Fossils found in Scotland just pushed back the origin of land-walking animals by 14 million years and placed them in a stretch of the fossil record where nothing was supposed to exist
In 1984, an amateur palaeontologist found a small, nearly complete fossil in a quarry in West Lothian, Scotland. The creature, later named Westlothiana lizziae, is about 20 centimetres long and resembles a salamander. It is one of the earliest known examples of a four-limbed animal that had made the transition from water to land, a stem tetrapod: a common ancestor of every amphibian, reptile, bird, and mammal alive today, including humans.

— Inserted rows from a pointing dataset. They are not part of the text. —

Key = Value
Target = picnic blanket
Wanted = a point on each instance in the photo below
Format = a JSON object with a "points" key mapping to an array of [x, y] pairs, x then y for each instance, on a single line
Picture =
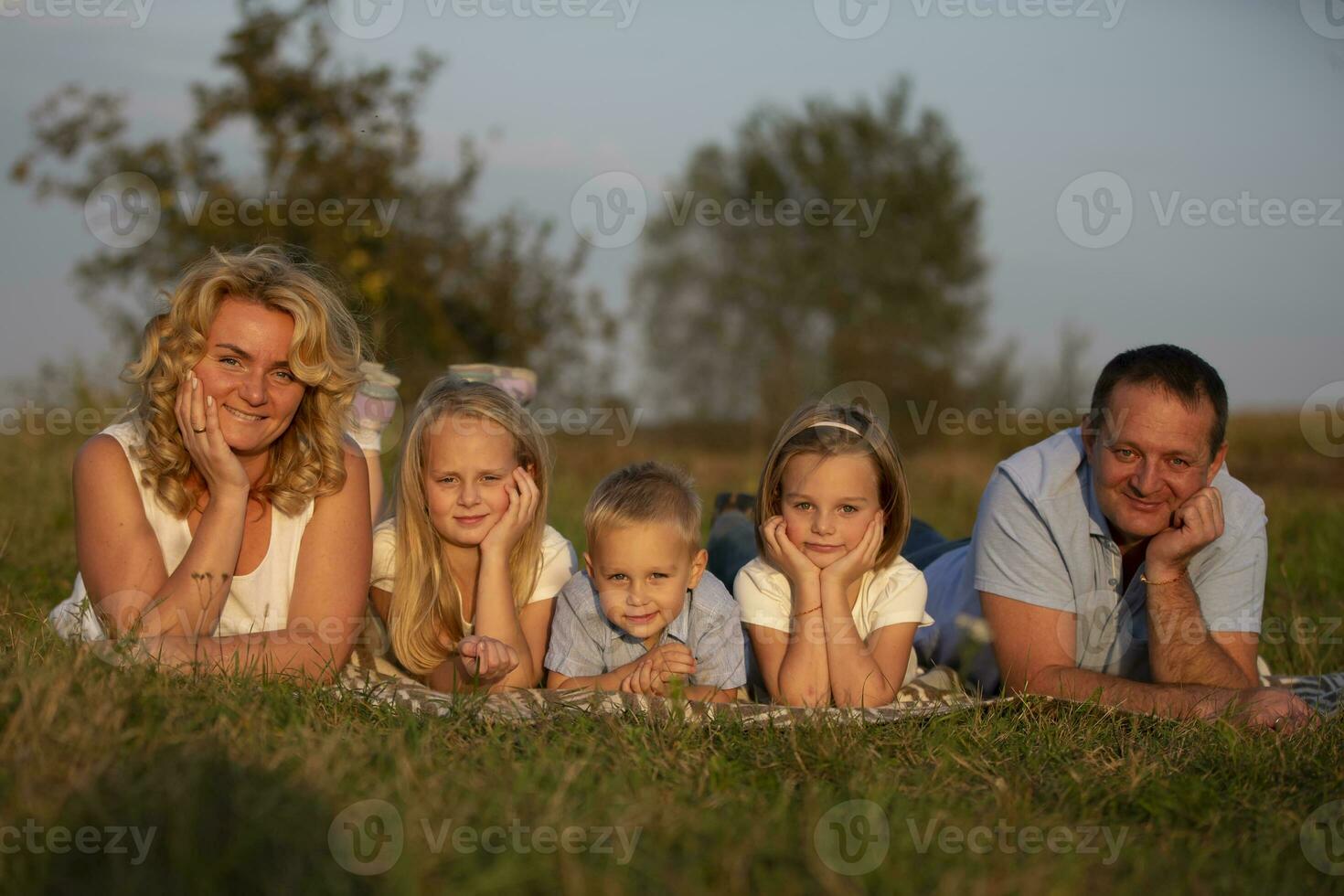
{"points": [[377, 681], [933, 692]]}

Despite its significance, no one had managed to accurately date it.
New research from The University of Texas at Austin, published in PLOS One, places Westlothiana lizziae and several similar creatures from the same Scottish site at a maximum age of around 341 million years — roughly 10 million years older than the previous estimate of 331 million. The figure of 346 million years, cited in some accounts of the research, represents the oldest individual zircon grain recovered; the study’s central estimate, derived from seven dates, is 341 ± 3 million years. That revision of 14 to 15 million years matters because it moves the specimens into a specific and poorly-understood period in the fossil record called Romer’s Gap.

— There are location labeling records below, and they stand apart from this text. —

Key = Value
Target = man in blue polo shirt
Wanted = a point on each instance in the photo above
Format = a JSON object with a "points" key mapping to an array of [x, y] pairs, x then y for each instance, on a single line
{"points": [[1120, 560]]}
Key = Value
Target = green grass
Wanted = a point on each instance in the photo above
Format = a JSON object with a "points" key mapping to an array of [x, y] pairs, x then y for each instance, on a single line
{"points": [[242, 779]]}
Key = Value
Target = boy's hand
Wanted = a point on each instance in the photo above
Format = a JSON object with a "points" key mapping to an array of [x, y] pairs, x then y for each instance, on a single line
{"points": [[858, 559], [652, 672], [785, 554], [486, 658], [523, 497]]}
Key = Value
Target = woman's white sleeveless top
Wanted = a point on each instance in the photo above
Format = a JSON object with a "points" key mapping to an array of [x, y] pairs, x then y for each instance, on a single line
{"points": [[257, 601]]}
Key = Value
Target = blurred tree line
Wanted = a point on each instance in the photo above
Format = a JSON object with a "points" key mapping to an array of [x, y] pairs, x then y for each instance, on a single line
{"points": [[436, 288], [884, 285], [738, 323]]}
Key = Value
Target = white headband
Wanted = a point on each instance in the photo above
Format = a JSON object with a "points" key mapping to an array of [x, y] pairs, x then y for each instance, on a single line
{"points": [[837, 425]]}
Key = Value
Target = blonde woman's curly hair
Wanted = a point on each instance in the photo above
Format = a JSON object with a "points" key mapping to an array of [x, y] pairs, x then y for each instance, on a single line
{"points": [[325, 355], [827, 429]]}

This is one study, not settled consensus, and the dating method produces a maximum age rather than a precise one. What it offers is a better constraint on timing than anything previously available for these particular specimens.
What Romer’s Gap is
Romer’s Gap refers to the period from roughly 360 to 345 million years ago. It is named after the American palaeontologist Alfred Romer, who noticed in the mid-twentieth century that the fossil record from this window is strikingly sparse. The transition from water-dwelling fish to four-limbed land animals is thought to have happened during or around this period, but the fossils that should document that process are largely absent. Whether the gap reflects a real collapse in animal populations, a geological accident that destroyed the record, or simply a research blind spot is still debated.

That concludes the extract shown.